CineSys, which counts among its customers such names as Warner Media, Madison Square Garden Networks, BBC America, Time Magazine, and the Dallas Cowboys, has been working with LucidLink for years, Skopas told CRN.

Matt Timmons, CineSys’ senior vice president of media workflows, told CRN that remote collaboration has become the new normal. And LucidLink provides the technology that allows remote users to access just the data they need and not entire data sets.

“When you don’t need to necessarily download all your files locally like Dropbox or Google Drive does, LucidLink allows us to only bring in the portion of the file that you need to edit a portion of the file to work with increasing proficiency across the board,” Timmons said. “That is a huge differentiator with for LucidLink.”

Timmons said he was talking recently with a U.S. West Coast content creator with multiple contractors in Europe who said they may have to ship 10-terabyte hard drives or put the entire data on the cloud when the contractor may only need a portion of that data.

“We use LucidLink as a ‘Dropbox on steroids,’ Dropbox for a media-centric model,” he said. “To us Google Drive or Dropbox, you basically move the entire file.”

The fact that LucidLink can close a $75-million funding round is a big deal because it means resources for the vendor to provide the kinds of capabilities customers and partners need, Timmons said.
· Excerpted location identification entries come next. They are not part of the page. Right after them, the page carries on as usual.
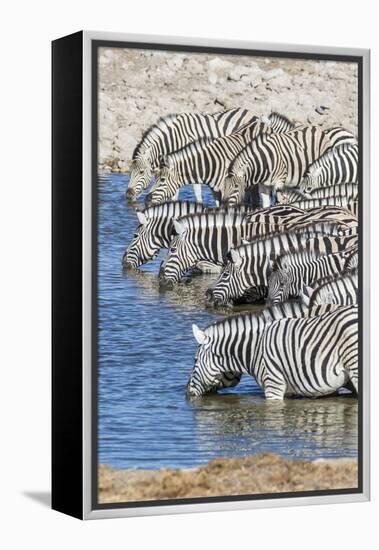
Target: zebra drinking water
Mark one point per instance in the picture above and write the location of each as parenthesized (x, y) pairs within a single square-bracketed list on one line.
[(208, 236), (346, 203), (154, 231), (280, 160), (174, 131), (341, 290), (293, 271), (348, 191), (249, 265), (308, 356), (206, 161), (335, 167)]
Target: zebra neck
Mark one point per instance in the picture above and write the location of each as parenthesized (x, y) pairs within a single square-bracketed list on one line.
[(245, 354)]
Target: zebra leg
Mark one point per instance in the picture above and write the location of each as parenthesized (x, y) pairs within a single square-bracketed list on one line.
[(197, 192), (273, 196), (273, 382), (208, 267), (265, 197)]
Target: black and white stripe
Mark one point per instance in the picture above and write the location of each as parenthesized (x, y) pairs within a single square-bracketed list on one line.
[(249, 265), (280, 160), (339, 290), (308, 356), (348, 191), (206, 160), (154, 231), (208, 236), (293, 271), (175, 131), (337, 166), (344, 203)]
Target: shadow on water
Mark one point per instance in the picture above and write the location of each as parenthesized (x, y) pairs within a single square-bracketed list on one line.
[(145, 357)]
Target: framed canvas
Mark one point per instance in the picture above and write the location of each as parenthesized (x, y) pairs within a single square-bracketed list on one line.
[(210, 275)]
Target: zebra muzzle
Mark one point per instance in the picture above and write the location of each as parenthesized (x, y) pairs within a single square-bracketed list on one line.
[(130, 194), (149, 199), (213, 300)]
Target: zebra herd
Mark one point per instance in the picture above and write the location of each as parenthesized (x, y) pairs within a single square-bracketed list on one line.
[(297, 250)]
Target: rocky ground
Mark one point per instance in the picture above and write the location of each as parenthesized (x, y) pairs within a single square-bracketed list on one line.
[(265, 473), (136, 87)]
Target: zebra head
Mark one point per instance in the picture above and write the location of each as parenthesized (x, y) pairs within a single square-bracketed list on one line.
[(234, 187), (235, 282), (311, 180), (210, 372), (146, 243), (278, 286), (180, 258), (140, 176), (166, 184)]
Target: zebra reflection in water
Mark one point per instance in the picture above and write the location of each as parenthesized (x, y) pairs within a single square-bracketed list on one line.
[(298, 428)]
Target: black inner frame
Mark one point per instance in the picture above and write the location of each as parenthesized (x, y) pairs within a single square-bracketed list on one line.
[(95, 44)]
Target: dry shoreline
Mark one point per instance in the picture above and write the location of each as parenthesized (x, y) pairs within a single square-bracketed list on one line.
[(263, 473), (136, 87)]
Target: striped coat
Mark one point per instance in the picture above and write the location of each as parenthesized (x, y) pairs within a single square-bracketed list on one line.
[(209, 236), (293, 271), (249, 265), (337, 166), (280, 160), (175, 131), (308, 356)]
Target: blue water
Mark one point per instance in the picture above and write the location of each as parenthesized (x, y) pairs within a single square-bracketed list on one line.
[(146, 352)]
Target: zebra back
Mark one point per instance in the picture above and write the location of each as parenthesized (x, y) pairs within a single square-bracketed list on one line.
[(345, 203), (338, 165), (343, 190), (339, 290)]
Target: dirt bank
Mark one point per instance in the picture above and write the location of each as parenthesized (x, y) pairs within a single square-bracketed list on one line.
[(138, 86), (265, 473)]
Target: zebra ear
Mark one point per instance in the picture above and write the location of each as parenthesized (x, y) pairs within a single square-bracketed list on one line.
[(265, 120), (235, 257), (142, 218), (199, 335), (163, 162), (179, 227), (306, 295)]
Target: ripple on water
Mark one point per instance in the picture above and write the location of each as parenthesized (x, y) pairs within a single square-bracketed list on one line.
[(145, 356)]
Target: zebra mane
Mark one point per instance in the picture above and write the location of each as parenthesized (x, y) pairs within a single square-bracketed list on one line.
[(276, 117), (168, 209), (335, 152), (305, 256), (263, 316), (212, 219), (312, 230), (192, 147), (154, 128), (319, 283)]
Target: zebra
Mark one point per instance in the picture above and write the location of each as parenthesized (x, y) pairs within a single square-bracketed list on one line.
[(208, 236), (280, 160), (348, 191), (155, 228), (268, 315), (308, 356), (341, 290), (345, 203), (292, 271), (246, 273), (206, 161), (335, 167), (175, 131), (154, 231)]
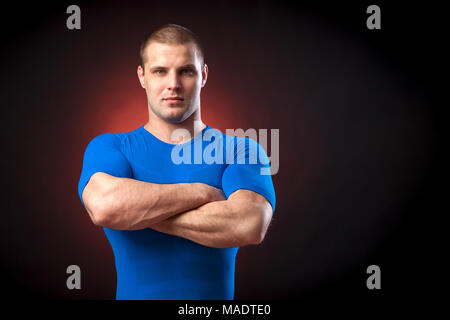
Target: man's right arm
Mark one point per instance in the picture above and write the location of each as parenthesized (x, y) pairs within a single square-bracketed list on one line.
[(129, 204)]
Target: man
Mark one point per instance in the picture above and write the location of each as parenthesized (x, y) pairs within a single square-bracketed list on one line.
[(175, 227)]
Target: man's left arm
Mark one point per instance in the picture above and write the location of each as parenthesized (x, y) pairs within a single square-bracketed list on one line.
[(240, 220)]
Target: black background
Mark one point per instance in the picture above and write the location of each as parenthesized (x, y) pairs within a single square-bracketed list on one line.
[(359, 116)]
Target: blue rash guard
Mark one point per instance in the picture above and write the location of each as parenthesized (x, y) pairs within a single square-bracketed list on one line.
[(155, 265)]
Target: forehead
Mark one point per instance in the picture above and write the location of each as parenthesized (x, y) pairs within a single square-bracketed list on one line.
[(171, 54)]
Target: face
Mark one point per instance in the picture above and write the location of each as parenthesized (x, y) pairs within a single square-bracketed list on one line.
[(173, 78)]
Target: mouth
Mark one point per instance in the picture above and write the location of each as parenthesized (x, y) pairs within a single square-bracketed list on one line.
[(173, 100)]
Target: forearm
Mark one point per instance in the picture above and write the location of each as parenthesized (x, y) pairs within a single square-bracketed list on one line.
[(220, 224), (128, 204)]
“We can talk to the sales team every other day,” he said. “But give me the engineers. Give me the architects. Because here are the real problems we’re facing here. And what I like about the additional funding is that there’s a few things that we’ve been pushing for from some of the APIs and things we need from a programmatic standpoint. Having additional funding, hopefully development resources will improve. So to me, it’s a good thing. It’s already a great product, but there’s a few things that they can do.”

Skopas said $75 million is a significant amount of money.
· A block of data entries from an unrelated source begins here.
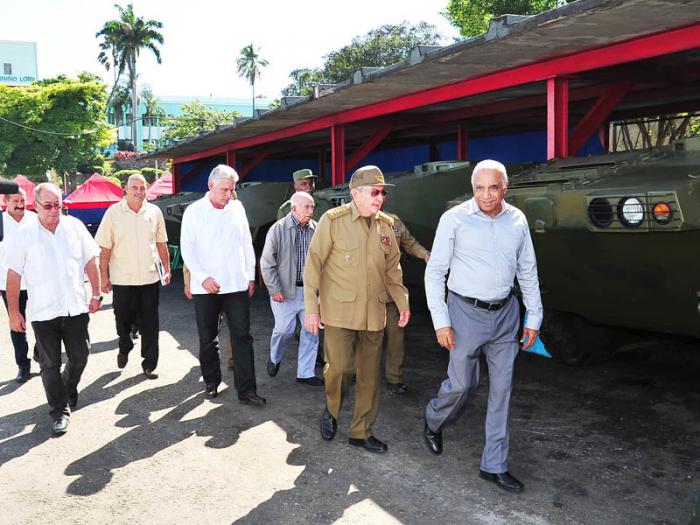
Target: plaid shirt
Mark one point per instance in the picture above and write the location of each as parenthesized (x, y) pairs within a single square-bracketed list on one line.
[(302, 238)]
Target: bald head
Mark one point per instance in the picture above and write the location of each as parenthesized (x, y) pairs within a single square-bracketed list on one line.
[(302, 206)]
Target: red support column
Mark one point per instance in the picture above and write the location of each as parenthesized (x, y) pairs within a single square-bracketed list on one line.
[(176, 178), (337, 155), (557, 118), (231, 158), (462, 146)]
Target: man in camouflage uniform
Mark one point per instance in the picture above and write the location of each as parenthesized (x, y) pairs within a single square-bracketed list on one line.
[(352, 270)]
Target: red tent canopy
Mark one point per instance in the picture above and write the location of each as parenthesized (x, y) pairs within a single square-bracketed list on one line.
[(28, 186), (96, 192), (163, 186)]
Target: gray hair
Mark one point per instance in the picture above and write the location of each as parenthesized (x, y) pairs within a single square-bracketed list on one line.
[(300, 196), (48, 186), (222, 171), (136, 176), (489, 164)]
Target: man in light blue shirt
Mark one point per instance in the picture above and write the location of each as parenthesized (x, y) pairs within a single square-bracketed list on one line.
[(485, 244)]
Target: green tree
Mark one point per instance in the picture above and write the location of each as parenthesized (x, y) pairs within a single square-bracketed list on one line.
[(248, 66), (196, 119), (122, 42), (472, 17), (54, 124), (380, 47)]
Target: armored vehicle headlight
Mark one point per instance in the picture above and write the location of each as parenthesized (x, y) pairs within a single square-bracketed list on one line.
[(662, 213), (630, 211), (600, 212)]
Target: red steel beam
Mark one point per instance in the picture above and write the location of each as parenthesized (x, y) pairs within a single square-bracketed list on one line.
[(638, 48), (252, 164), (462, 147), (557, 118), (337, 155), (595, 117), (368, 146)]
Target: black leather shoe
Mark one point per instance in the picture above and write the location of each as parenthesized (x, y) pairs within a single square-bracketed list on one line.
[(329, 426), (503, 480), (252, 398), (272, 368), (313, 381), (22, 375), (371, 444), (212, 391), (433, 440), (398, 389), (60, 426)]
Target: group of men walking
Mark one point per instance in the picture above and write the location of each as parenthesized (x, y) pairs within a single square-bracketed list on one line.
[(341, 275)]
“And if it helps them dive deeper into product engineering and coming up with more robust, more various solutions, maybe more price models, I don’t know what their roadmap for that money is, but any money that that goes into the company to help further develop product that will make it better, easier, more efficient for us to deploy and help get our customers is great,” he said.
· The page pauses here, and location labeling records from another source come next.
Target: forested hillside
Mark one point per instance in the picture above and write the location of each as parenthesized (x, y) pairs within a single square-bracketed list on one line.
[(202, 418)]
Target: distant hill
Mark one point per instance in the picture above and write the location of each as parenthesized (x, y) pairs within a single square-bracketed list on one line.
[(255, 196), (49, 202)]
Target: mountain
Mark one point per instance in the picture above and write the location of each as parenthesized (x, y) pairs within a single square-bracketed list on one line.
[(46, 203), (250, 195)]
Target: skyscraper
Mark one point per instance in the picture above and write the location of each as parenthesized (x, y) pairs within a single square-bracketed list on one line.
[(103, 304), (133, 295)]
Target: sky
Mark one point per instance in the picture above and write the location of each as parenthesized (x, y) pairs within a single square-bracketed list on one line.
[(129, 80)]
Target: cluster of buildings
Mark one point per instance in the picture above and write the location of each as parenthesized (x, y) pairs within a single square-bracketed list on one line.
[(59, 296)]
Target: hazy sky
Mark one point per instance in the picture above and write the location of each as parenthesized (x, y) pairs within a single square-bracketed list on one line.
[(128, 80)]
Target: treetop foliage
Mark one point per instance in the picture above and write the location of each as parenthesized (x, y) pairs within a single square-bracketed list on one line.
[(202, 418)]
Thompson said LucidLink didn’t need the extra funding to survive, but instead raised it to accelerate its business growth.

“I’ve got friends who run companies where their runway was getting short,” he said. “They were in a position where they had to raise money, and they got a very different deal than we got. So I think that that was the rationale. The reason we did it is to accelerate. And the reason we are successful is because there just aren’t that many companies who are experiencing growth during these times.”

LucidLink is not yet cashflow-positive, but it could be, Thompson said.

“We’re finding the line between aggressive growth and fiscal prudence,” he said. “So because we’re so well funded, we have a path to profitability, but we’re measuring that against staying aggressive and keeping our foot on the accelerator to grow the business.”